Margaret Bourke-White, Photographer. Few careers with a camera have been narrated and celebrated as that of Bourke-White; for as legendary as her pictures were, so was the life and name she made for herself with them. Her success was a public fairy tale and a private labor: hard work, showmanship, and compromise intensified by historically high expectations – especially those she had for herself. There was always a story to tell, a client to satisfy, an editor to convince, a truth to capture. Her approach was a perfected high wire act that brought romance and discipline into balance to create widely circulated and appreciated images. She emphatically summoned content and form in compositions that had to please both those with agendas and those subject to them: sellers and buyers, publishers and readers, middle class American audiences and the bigger world they consumed from their sofas. With legendary fortitude and energy, Margaret Bourke-White nailed the assignments she was given with formal brilliance and incisive descriptive power.

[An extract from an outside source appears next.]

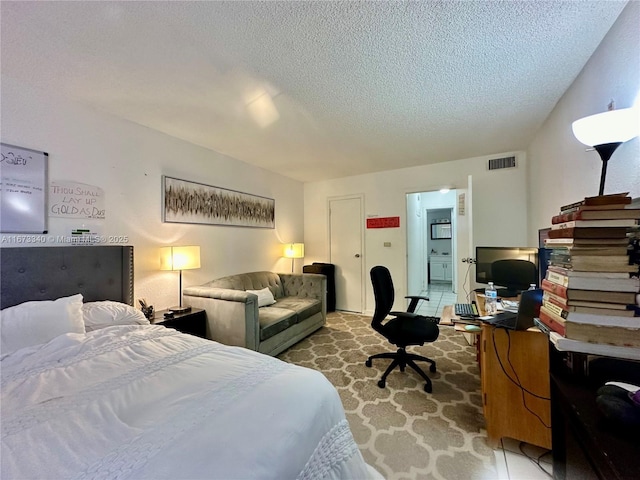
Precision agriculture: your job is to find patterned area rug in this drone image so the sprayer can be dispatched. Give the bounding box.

In this series of images, we feel a relaxing of her precision as she recorded an emblematic struggle between natural forces and human ingenuity, between our physical limitations and the devices we create to exceed them. The parachute, a post-Seventies euphemism for career transitions (What Color is Your Parachute?), becomes a vast blossom to which male silhouettes are tethered, perplexed, in awe, at odds. The invention that keeps the gravity-bound human body aloft through a slow and safe descent from an airplane is here grounded but still breathing. It is not a magical airborne canopy kept ballast by its cargo, but a tempermental sail struggling to stay air-filled. The men entangled with the giant silken jellyfish and a limbless test dummy appear dressed in three uniforms: a Don Quijote airman complete with leather flight helmet, as Macy’s Parade balloon handlers in white jumpsuits, and as company men in fedoras and long dress coats. It is a fantastic scene set on a flat grassy stage, a featureless landscape where the characters and their dilemma seem to be all that exists except for the rare sighting of the distant plane that delivered them.

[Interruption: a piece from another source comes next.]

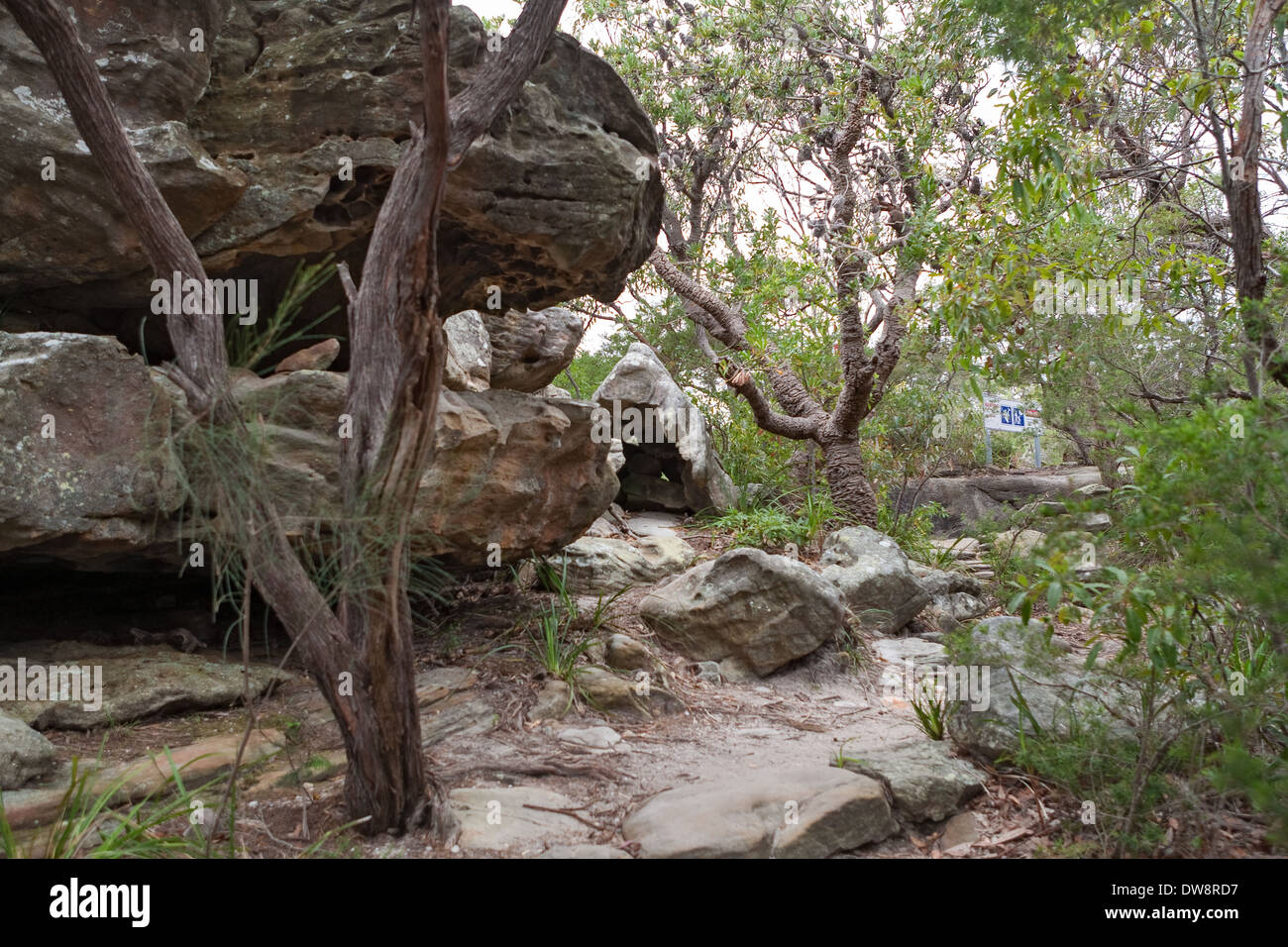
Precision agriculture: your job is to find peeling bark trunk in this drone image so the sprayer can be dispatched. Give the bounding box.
[820,438,877,530]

Issues that arise when artistry and intention mix with profitability swirled closely around Bourke-White in the socially turbid Thirties, the decade she began as the darling of American advertising photography while famously reporting on the Soviet Union for Fortune, publishing the Depression classic You Have Seen Their Faces with Erskine Caldwell, and helping to launch LIFE Magazine as their marquee staff photographer. A woman who invented herself as she was defined by the powerful men around her, Bourke-White was driven and resourceful. Her desire for control over her circumstances gave her command of her pictures and helped her survive and even flourish professionally. But control can be an illusion, harshly and unpredictably, collapsing the smart image of commercial airlines and other modern industries who hired Bourke-White to idealize the American scene and identify it with their goods and service. In the detail of the postcard settings and beautiful aerial views they commissioned her to produce, was another story of hungry farmers and dustbowl squalor.

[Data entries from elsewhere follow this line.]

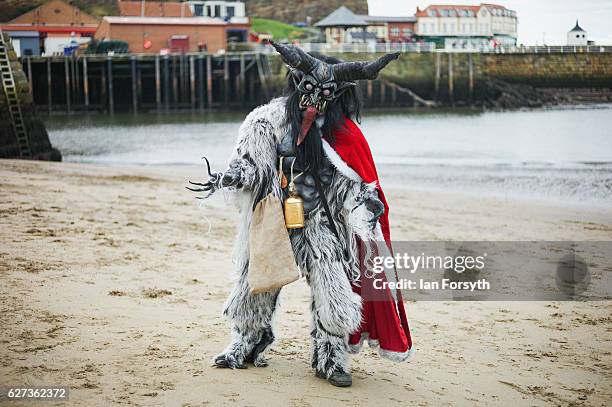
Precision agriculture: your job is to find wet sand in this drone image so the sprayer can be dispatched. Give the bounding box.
[0,160,612,406]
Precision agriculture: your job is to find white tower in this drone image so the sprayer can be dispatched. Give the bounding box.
[567,20,588,46]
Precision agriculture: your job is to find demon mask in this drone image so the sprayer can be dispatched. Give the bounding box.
[270,41,399,145]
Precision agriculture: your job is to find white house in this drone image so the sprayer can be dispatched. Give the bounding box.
[187,0,248,23]
[416,3,517,50]
[567,20,589,46]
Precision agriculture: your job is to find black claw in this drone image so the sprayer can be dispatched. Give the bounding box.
[185,187,207,192]
[202,157,213,177]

In the March 22, 1937 issue of LIFE, a publication just six months old, there was a cover story entitled “Parachutes.” Margaret Bourke-White’s pictures told the story of the Irving Air Chute Company in Buffalo, New York, the world’s largest manufacturer of parachutes, controlling over ninety percent of the market in thirty-eight nations. The making, testing and nature of their product was the content of the copy, but of the twenty images that illustrate the article only two are variants of the twenty that occasion this slim volume. Four years later, parachutes were to become important military gear in active service of World War II, a historic conflict Bourke-White popularly and extensively covered. This greater drama was hinted at in the final paragraphs of an uncredited parachute reporting where Soviet advances in “the sport” of skydiving were described and characterized as a “war threat.” An account of the business success of an American company and its executives was already giving way to a war story, a bigger moneymaker on any newsstand.

The photographic sequence of parachutes being tested by Irving employees in this book did not make the article in 1937, but survive instead as diminutive and precious vintage prints, as art. Their wonder is in their ambiguity, their lack of captions and context, their archetypal address of human insignificance, of who is really pulling the strings. Margaret Bourke-White was a determined woman who held fast to her own reins and became one of photography’s pioneers. At times she was like the parachute test dummy propped up among ambitious men, but most often she was the safely-landed daredevil skydiver – heroic, expert, and irresistibly modern.